Agentic Retrieval-Augmented Generation for Financial Document Question Answering
New agentic RAG framework cracks complex financial documents using Python code and self-verification loops.
Financial document QA requires multi-step numerical reasoning across tables, narratives, and footnotes—a challenge that single-pass RAG systems fail to handle. The new FinAgent-RAG framework tackles this with an iterative retrieval-reasoning loop that self-verifies answers. It introduces three innovations: a Contrastive Financial Retriever trained with hard negative mining to distinguish semantically similar but numerically distinct passages, a Program-of-Thought module that writes and executes Python code for precise arithmetic instead of relying on error-prone LLM mental math, and an Adaptive Strategy Router that dynamically allocates compute based on question complexity.
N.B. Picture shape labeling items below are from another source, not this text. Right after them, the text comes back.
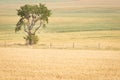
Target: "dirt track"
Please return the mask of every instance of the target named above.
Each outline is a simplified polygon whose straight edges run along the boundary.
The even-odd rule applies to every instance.
[[[120,80],[120,51],[0,48],[0,80]]]

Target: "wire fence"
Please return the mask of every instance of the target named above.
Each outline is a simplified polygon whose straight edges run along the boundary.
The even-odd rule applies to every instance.
[[[3,41],[0,42],[0,47],[22,47],[22,48],[45,48],[45,49],[107,49],[107,50],[120,50],[119,46],[104,43],[79,43],[79,42],[68,42],[68,43],[56,43],[56,42],[41,42],[37,45],[26,45],[24,43],[17,43],[15,41]]]

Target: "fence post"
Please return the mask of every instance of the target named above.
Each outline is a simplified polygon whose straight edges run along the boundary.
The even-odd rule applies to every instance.
[[[74,42],[73,42],[73,48],[75,48],[75,44],[74,44]]]
[[[5,42],[4,42],[4,46],[6,47],[6,40],[5,40]]]
[[[98,48],[100,49],[100,47],[101,47],[101,45],[100,45],[100,43],[98,43]]]
[[[50,48],[52,47],[52,43],[50,43]]]

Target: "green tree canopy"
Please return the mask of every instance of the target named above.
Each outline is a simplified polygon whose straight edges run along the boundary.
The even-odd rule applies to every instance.
[[[16,24],[15,32],[20,31],[22,26],[24,31],[28,34],[28,37],[35,35],[40,27],[45,27],[48,23],[48,17],[51,15],[45,4],[39,5],[24,5],[17,10],[17,15],[20,16],[18,23]],[[39,23],[39,25],[36,23]],[[38,26],[38,27],[35,27]],[[29,44],[32,44],[31,42]]]

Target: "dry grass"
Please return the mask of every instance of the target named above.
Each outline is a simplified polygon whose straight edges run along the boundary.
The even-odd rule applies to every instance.
[[[0,48],[0,80],[120,80],[120,51]]]

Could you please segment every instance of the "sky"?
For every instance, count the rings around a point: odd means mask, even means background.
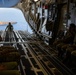
[[[0,8],[0,22],[17,22],[12,24],[14,30],[26,30],[32,33],[21,10],[17,8]],[[7,24],[0,25],[0,30],[5,30]]]

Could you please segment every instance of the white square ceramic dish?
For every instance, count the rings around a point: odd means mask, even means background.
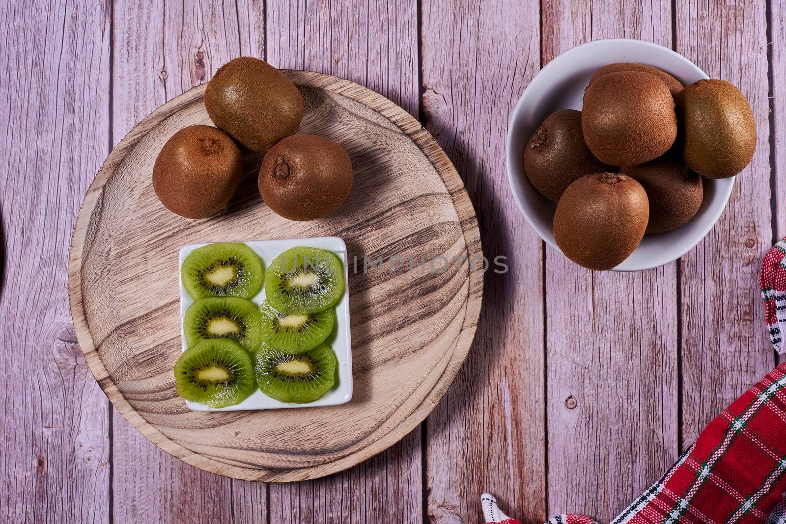
[[[235,241],[227,241],[235,242]],[[339,383],[338,385],[328,391],[325,396],[319,400],[308,404],[290,404],[282,402],[271,398],[257,389],[248,398],[240,404],[230,406],[226,408],[211,408],[204,404],[186,401],[185,405],[193,411],[239,411],[241,409],[275,409],[279,408],[303,408],[314,407],[317,406],[337,406],[346,404],[352,398],[352,341],[350,334],[349,320],[349,271],[347,264],[347,245],[344,241],[339,237],[317,237],[314,238],[291,238],[288,240],[253,240],[253,241],[237,241],[243,242],[253,249],[259,258],[262,259],[265,270],[270,267],[270,263],[287,249],[299,246],[308,247],[317,247],[327,249],[335,253],[344,267],[344,282],[347,286],[344,289],[343,297],[336,304],[336,327],[333,333],[328,337],[330,346],[336,351],[336,357],[339,362]],[[178,264],[178,273],[180,282],[180,338],[181,351],[185,351],[185,336],[183,333],[183,318],[185,310],[193,303],[193,300],[185,292],[183,287],[182,275],[181,268],[183,260],[192,251],[198,247],[207,246],[208,244],[188,244],[180,249],[179,261]],[[265,300],[265,289],[263,288],[252,301],[259,305]]]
Tested on three benchmarks, FinAgent-RAG achieves 76.81% (FinQA), 78.46% (ConvFinQA), and 74.96% (TAT-QA) execution accuracy—outperforming the strongest baseline by 5.62 to 9.32 percentage points. The router alone reduces API costs by 41.3% on FinQA without sacrificing performance. Cross-backbone evaluations with four LLMs confirm robustness, and the framework is designed for practical deployment in financial institutions. The paper is 22 pages with 11 figures and 13 tables, submitted to Expert Systems with Applications.
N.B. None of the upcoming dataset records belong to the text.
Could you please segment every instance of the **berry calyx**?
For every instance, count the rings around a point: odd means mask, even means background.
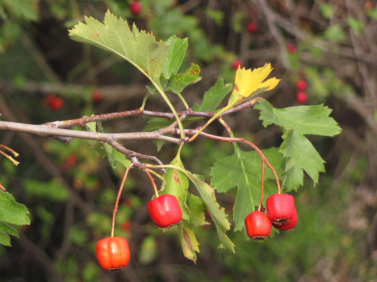
[[[151,200],[147,205],[149,216],[161,228],[170,227],[182,220],[182,211],[175,196],[162,194]]]
[[[288,194],[273,194],[266,200],[266,210],[273,223],[287,222],[293,215],[294,199]]]
[[[258,25],[256,23],[251,21],[247,25],[247,30],[251,33],[256,33],[258,31]]]
[[[245,225],[247,236],[257,241],[263,240],[268,237],[272,229],[268,216],[260,211],[249,214],[245,218]]]
[[[300,105],[305,105],[308,100],[308,94],[304,91],[299,91],[296,93],[296,102]]]
[[[109,271],[121,269],[130,261],[127,241],[121,237],[108,237],[97,242],[95,254],[101,267]]]
[[[307,88],[308,87],[308,83],[307,82],[302,79],[300,79],[297,80],[295,83],[295,85],[297,91],[303,91],[306,90]]]
[[[136,1],[130,3],[129,8],[131,13],[134,16],[137,16],[141,11],[141,5]]]
[[[242,62],[241,61],[241,60],[236,59],[232,62],[232,68],[234,70],[238,70],[239,66],[239,67],[241,68],[242,68],[244,67],[243,64],[242,63]]]
[[[272,226],[276,229],[281,230],[281,231],[286,231],[288,230],[292,230],[297,223],[297,211],[296,211],[296,208],[294,208],[293,211],[293,215],[291,218],[291,219],[288,222],[284,223],[282,223],[280,224],[272,224]]]

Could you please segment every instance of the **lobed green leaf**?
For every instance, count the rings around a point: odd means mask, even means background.
[[[91,17],[86,17],[85,23],[79,23],[69,30],[71,38],[119,55],[159,86],[168,55],[169,46],[166,42],[157,42],[152,33],[139,32],[134,24],[131,31],[126,21],[118,20],[109,10],[103,24]]]

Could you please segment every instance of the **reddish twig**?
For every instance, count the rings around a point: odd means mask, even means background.
[[[256,98],[256,100],[260,100],[262,99],[259,97]],[[250,101],[244,104],[241,104],[224,112],[222,115],[237,112],[247,108],[250,108],[254,105],[254,103],[255,103],[255,102],[253,103],[252,101]],[[191,109],[188,109],[186,111],[182,112],[178,112],[177,114],[179,116],[181,116],[183,115],[185,115],[187,116],[190,117],[211,118],[213,117],[216,113],[196,112],[193,111]],[[57,121],[52,122],[46,123],[44,124],[44,125],[48,125],[51,127],[57,128],[66,128],[74,126],[83,126],[86,123],[93,122],[93,121],[104,121],[117,118],[121,118],[128,117],[133,117],[136,115],[162,117],[169,120],[172,120],[174,118],[174,114],[173,113],[154,112],[150,111],[142,110],[140,109],[137,109],[136,110],[132,110],[132,111],[126,111],[124,112],[117,112],[111,113],[110,114],[92,115],[90,117],[85,117],[74,120]]]
[[[114,207],[114,211],[113,211],[113,221],[111,225],[111,237],[114,237],[114,228],[115,225],[115,214],[118,211],[118,205],[119,203],[119,199],[120,199],[120,195],[122,194],[122,191],[123,190],[123,186],[124,186],[124,182],[126,182],[126,179],[127,177],[127,175],[128,172],[130,171],[131,168],[135,165],[134,163],[132,163],[131,164],[128,166],[127,169],[126,170],[124,173],[124,176],[123,177],[122,180],[122,183],[121,183],[120,187],[119,188],[119,191],[118,191],[118,196],[116,197],[116,200],[115,201],[115,205]]]

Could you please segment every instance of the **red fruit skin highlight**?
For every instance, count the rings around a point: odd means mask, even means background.
[[[296,93],[296,101],[300,105],[305,105],[308,102],[308,95],[303,91],[299,91]]]
[[[288,194],[274,194],[266,200],[266,211],[273,223],[281,224],[289,221],[294,210],[294,199]]]
[[[108,271],[121,269],[130,261],[130,249],[127,241],[121,237],[108,237],[97,242],[97,260],[101,267]]]
[[[253,21],[250,22],[247,25],[247,30],[250,33],[256,33],[258,31],[258,25]]]
[[[271,233],[271,221],[264,212],[256,211],[250,213],[245,218],[247,236],[259,241],[268,237]]]
[[[149,216],[159,227],[165,228],[179,223],[182,220],[182,211],[175,196],[162,194],[147,205]]]
[[[242,63],[242,62],[241,60],[238,60],[238,59],[236,60],[234,60],[233,62],[232,62],[231,67],[234,70],[237,70],[238,69],[238,66],[239,66],[240,68],[242,68],[243,67],[244,65]]]
[[[282,231],[286,231],[288,230],[293,230],[293,228],[296,226],[297,223],[297,211],[296,211],[296,208],[294,208],[293,211],[293,215],[289,221],[284,223],[282,223],[280,224],[275,224],[272,223],[272,226],[276,229],[281,230]]]
[[[297,91],[303,91],[306,90],[308,87],[308,83],[303,79],[299,79],[296,82],[295,85]]]
[[[130,4],[129,8],[131,13],[134,16],[137,15],[141,11],[141,5],[137,1],[135,1]]]

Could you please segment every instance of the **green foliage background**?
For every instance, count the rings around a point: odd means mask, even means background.
[[[323,103],[334,109],[331,115],[343,129],[339,137],[314,137],[310,135],[313,132],[294,136],[288,128],[283,130],[282,139],[278,127],[264,129],[268,122],[265,120],[262,124],[259,111],[254,109],[227,117],[226,120],[235,134],[246,136],[261,149],[309,135],[326,162],[326,174],[320,174],[314,187],[313,180],[305,178],[304,188],[293,193],[299,218],[294,230],[275,234],[261,243],[245,241],[239,232],[227,232],[236,246],[235,254],[216,249],[216,229],[208,220],[211,224],[195,230],[201,250],[195,265],[182,255],[176,230],[162,233],[150,223],[145,208],[153,195],[150,183],[144,175],[133,171],[117,214],[115,231],[131,242],[131,262],[123,271],[108,273],[98,265],[94,246],[98,240],[109,235],[124,167],[116,162],[113,170],[84,140],[73,140],[66,145],[1,132],[0,144],[18,152],[20,164],[15,167],[0,158],[0,183],[28,207],[31,223],[30,227],[17,227],[20,238],[11,237],[11,247],[0,246],[0,280],[351,281],[375,277],[373,156],[377,153],[377,115],[375,103],[368,102],[375,102],[375,97],[368,85],[375,83],[371,65],[377,57],[371,51],[371,58],[366,61],[362,55],[366,51],[360,50],[359,44],[367,45],[366,39],[371,38],[370,30],[375,26],[375,3],[367,8],[358,1],[346,7],[306,1],[289,7],[264,0],[215,4],[200,1],[192,6],[193,1],[140,2],[142,11],[136,17],[127,2],[116,0],[0,2],[1,118],[37,124],[140,106],[149,83],[145,77],[117,57],[77,43],[68,36],[67,30],[83,21],[84,15],[101,20],[109,9],[139,28],[153,31],[157,39],[166,41],[172,35],[188,37],[181,69],[197,64],[205,79],[185,89],[192,104],[200,104],[204,91],[218,76],[225,83],[234,83],[235,71],[230,66],[236,58],[247,68],[271,62],[274,76],[282,80],[277,91],[264,97],[276,108],[296,105],[294,82],[299,78],[307,80],[309,103]],[[281,29],[277,34],[269,25],[271,18]],[[256,33],[246,30],[250,21],[258,24]],[[289,53],[285,45],[292,43],[297,50]],[[372,47],[372,41],[369,44]],[[352,52],[356,55],[349,56]],[[359,67],[363,70],[361,76]],[[103,97],[99,103],[92,100],[95,91]],[[50,111],[43,103],[51,93],[64,99],[58,111]],[[178,97],[169,99],[175,106],[180,103]],[[161,98],[150,99],[153,102],[150,109],[169,110]],[[274,114],[270,118],[277,123],[283,114]],[[122,120],[106,125],[121,132],[140,130],[144,124]],[[208,130],[226,136],[216,124]],[[320,130],[326,135],[323,129]],[[233,146],[208,140],[195,142],[182,148],[182,159],[192,160],[183,164],[210,179],[212,164],[231,155]],[[149,143],[131,143],[130,147],[146,154],[155,153]],[[285,153],[292,153],[288,149]],[[164,145],[158,156],[168,163],[176,149]],[[72,155],[77,161],[67,167]],[[228,192],[216,197],[225,208],[233,230],[237,191]],[[125,222],[130,223],[130,229]]]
- Achieves 76.81%, 78.46%, and 74.96% execution accuracy on FinQA, ConvFinQA, and TAT-QA benchmarks.
- Outperforms strongest baseline by 5.62–9.32 percentage points across all three datasets.
- Adaptive Strategy Router reduces API costs by 41.3% on FinQA while preserving accuracy.
Why It Matters
Financial analysts can now reliably query complex filings with precise numerical reasoning, saving time and cutting API costs.